The Doña laughed softly: “But it is so unjust that Don Juan Tenorio is supposed only to be found in Spain!”

“No more unjust than that Jesus Christ should be looked upon as a Jew.”

Guy!

“That is really the comble to the insults we have put upon that unfortunate people.”

“Guy! I will not have you speaking like that in my house,” said the Doña very sternly.

“I beg your pardon,” he muttered, in some confusion; and then took up his shrill monologue: “As a matter of fact, Don Juan is the greatest glory of Spain; he is own brother to Sancho Panza—a superb pair; they are the true αὐτόχθων, made of the mud of this planet, and they understand life as it is meant to be lived down here. The rest of us shriek, like Coleridge, for a ‘bread not made of wheat’.... Yes, we behave idiotically, like creatures in some fable that has not yet been written, when we want cheese for supper, we take our bow and arrows and go and shoot at the moon—the moon, which is the cradle of the English race....” On and on went his voice, the others sitting round in silence, to conceal their embarrassment or boredom.

“To return to Don Juan, I see there is a new theory that he is an Eniautos Daimon—one of those year-spirits that die every winter and vegetation dies with them, and are born again in spring with the crops and things ... seeds, and crops and souls dying and springing up again with Don Juan. So there is hope for us all, sic itur ad astra—rakes during our life, manure afterwards; so horticultural! I wonder if our friend Mr. Munroe would make a good year-spirit?”

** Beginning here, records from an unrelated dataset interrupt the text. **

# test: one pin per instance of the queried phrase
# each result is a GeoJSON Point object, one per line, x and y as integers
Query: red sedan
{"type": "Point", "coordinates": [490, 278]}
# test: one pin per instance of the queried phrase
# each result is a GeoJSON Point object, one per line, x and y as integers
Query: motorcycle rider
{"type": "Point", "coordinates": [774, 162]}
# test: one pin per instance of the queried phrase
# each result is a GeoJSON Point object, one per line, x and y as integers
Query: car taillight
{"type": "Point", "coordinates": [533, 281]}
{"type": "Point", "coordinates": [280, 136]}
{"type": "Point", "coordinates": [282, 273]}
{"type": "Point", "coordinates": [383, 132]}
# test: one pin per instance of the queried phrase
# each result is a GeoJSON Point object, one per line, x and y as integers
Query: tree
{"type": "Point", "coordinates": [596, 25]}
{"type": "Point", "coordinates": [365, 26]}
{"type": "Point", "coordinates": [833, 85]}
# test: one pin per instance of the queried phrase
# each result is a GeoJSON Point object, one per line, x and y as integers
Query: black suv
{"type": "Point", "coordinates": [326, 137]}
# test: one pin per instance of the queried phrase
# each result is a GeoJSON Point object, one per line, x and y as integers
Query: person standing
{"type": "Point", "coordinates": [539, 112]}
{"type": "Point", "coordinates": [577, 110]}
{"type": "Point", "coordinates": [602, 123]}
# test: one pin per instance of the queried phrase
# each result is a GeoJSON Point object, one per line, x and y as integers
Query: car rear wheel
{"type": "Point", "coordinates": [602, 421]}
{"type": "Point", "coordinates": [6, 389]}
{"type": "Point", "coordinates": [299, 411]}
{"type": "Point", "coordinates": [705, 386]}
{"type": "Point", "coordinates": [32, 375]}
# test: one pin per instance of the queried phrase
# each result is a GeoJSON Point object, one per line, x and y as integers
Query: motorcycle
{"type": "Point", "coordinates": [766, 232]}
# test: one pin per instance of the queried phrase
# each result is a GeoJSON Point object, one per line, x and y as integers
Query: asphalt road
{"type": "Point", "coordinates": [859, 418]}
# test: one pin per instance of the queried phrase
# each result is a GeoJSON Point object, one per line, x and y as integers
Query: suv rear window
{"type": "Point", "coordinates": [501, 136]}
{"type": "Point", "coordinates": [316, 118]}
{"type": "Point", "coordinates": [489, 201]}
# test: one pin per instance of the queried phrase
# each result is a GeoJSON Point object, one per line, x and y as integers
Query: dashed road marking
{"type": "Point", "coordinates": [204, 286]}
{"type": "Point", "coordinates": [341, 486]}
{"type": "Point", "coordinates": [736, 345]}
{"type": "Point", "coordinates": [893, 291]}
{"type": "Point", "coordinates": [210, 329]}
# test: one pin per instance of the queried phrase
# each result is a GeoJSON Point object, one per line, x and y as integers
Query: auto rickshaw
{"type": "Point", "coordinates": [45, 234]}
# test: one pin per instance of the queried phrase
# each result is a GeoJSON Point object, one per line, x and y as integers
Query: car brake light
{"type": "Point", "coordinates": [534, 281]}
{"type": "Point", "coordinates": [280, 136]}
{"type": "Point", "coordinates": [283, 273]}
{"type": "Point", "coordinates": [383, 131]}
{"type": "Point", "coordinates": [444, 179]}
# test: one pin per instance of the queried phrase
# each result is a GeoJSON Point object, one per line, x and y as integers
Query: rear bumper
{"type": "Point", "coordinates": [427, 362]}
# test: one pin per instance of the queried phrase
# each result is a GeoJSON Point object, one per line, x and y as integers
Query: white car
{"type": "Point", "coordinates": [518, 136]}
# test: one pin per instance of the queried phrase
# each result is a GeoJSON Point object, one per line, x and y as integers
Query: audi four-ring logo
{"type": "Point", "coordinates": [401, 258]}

This time they had beaten her: the blood rushed to Teresa’s cheeks.

“I expect he would only be able to make oats grow—‘man’s food in Scotland,’” laughed Concha, as if it were merely the ordinary Plasencia bandying of conceits; “I think Dad would make a better one,” she added; “he’s so good about flowers and crops and things, and the farmers and people say he has ‘green fingers,’ because everything he plants is sure to grow.”